Voltamos sempre ao que não conseguimos explicar, ao que nos surpreende constantemente, por mais avisados que estejamos. As leis da atracção não falham. Comigo, acontece, entre outras coisas, com a música e com os documentários sobre animais: sou capaz de passar horas – e, se pudesse, dias – a vê-los. Já vi dezenas e dezenas de vezes toda a espécie de imagens de crocodilos a apanharem gnus que atravessam, em migração, o rio, e fico sempre de olhar colado ao que vejo.  Penso invariavelmente nas mil razões que podem existir para esta atracção, mas as respostas que encontro nunca me satisfazem plenamente. Ainda ando à procura da boa, da mais geral e inclusiva, embora tanto tempo à espera dela me desespere um bocado de chegar a bom porto. Tenho algumas razões parciais, e sei também o que não é que me provoca a atracção. A natureza em geral, por exemplo. Gosto, como toda a gente, de paisagens, belas ou sublimes, mas sou perfeitamente incapaz de ficar muito tempo a vê-las, sentado num sofá, em frente à televisão. É outra coisa.

É preciso dizer que há maus documentários sobre animais – os da National Geographic, para citar um caso, estão longe de serem todos bons – e há documentários razoáveis que são estragados pela narração. Não me refiro sequer àquela absurda mania de dar nomes próprios aos animais – “a Malika parou com as suas filhas Tuka e Ziga junto a um grupo de antílopes…” -, estou antes a pensar em narrações, como, por exemplo, a de uns bons programas que a SIC passa, que, sem dúvida com as melhores intenções do mundo, adoptam um estilo ternurento, com um sorriso cúmplice a ornar a narração, muito semelhante ao que a Dra. Felisbela Lopes (de quem sou fã) usa para falar dos políticos, esses marotos que, quando dizem uma coisa, o fazem sempre com uma intenção que não revelam e que ela nos explica.  Acho o tom um insulto à dignidade dos animais (embora não dos políticos). Não menos irritante é o estilo que abusa de pathos que apanhei num dvd da National Geographicsobre migrações (um tema apaixonante) que me chegou, por erro meu, em versão francesa. Os animais, a acreditar no narrador, viviam numa angústia perpétua e parecia que tinham saído todos, não da arca de Noé, mas do Ser e tempo de Heidegger.
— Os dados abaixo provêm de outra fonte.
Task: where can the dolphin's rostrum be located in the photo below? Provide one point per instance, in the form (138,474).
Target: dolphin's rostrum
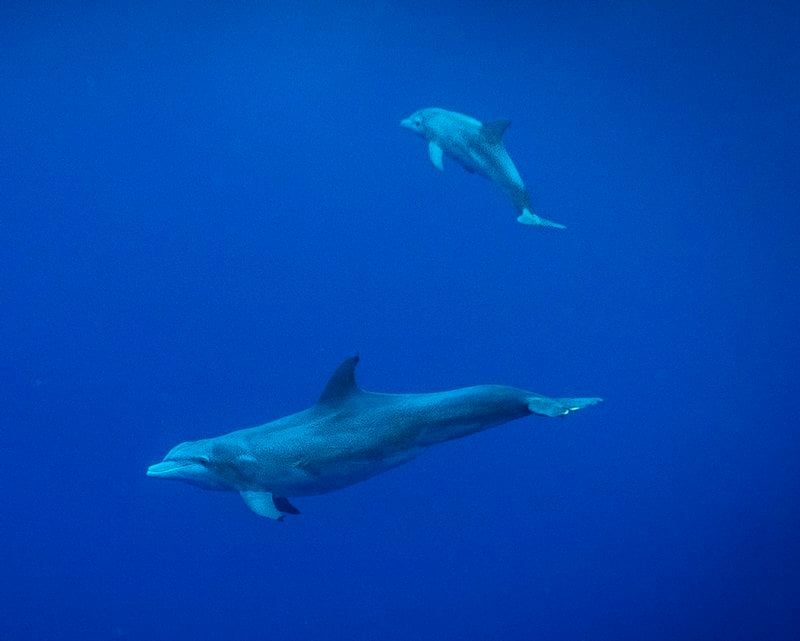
(348,436)
(479,148)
Vi um quarto de hora e parei, deixando o resto das seis horas para quando o PAN me contratar para escrever um tratado sobre o existencialismo animal, um tópico essencial que representa infelizmente uma lacuna gritante no seu actual programa.

Felizmente, há muito bons documentários. Há um, da BBC, sobre o parque natural de Yellowstone que é uma obra-prima absoluta, escrita e ilustrada na perfeição. E há as maravilhas inacreditáveis que são quase todos os documentários feitos ou narrados pelo meu velho amigo David Attenborough. Ainda esta semana vi a história de uma aranha de Madagáscar, do tamanho de uma unha, que produz e lança um fio de seda de 25 metros sobre um rio, que se prende a uma árvore na outra extremidade e que ela atravessa em seguida até ao meio, para aí construir a sua teia, onde apanha os insectos que, justamente, só por aí passam. E, já agora, também a obra de um peixe japonês que constrói, com as barbatanas, uma fantástica escultura na areia para atrair a fêmea. Os programas de Attenborough são fabulosamente filmados, o som dos animais perfeitamente captado, e a narração formidavelmente inteligente e, sem uma falha, no tom certo. Não se vê aquilo para aprender nada (embora se aprenda), vê-se apenas para se ficar maravilhado, mergulhado numa incredulidade que, paradoxalmente, satisfaz o espírito.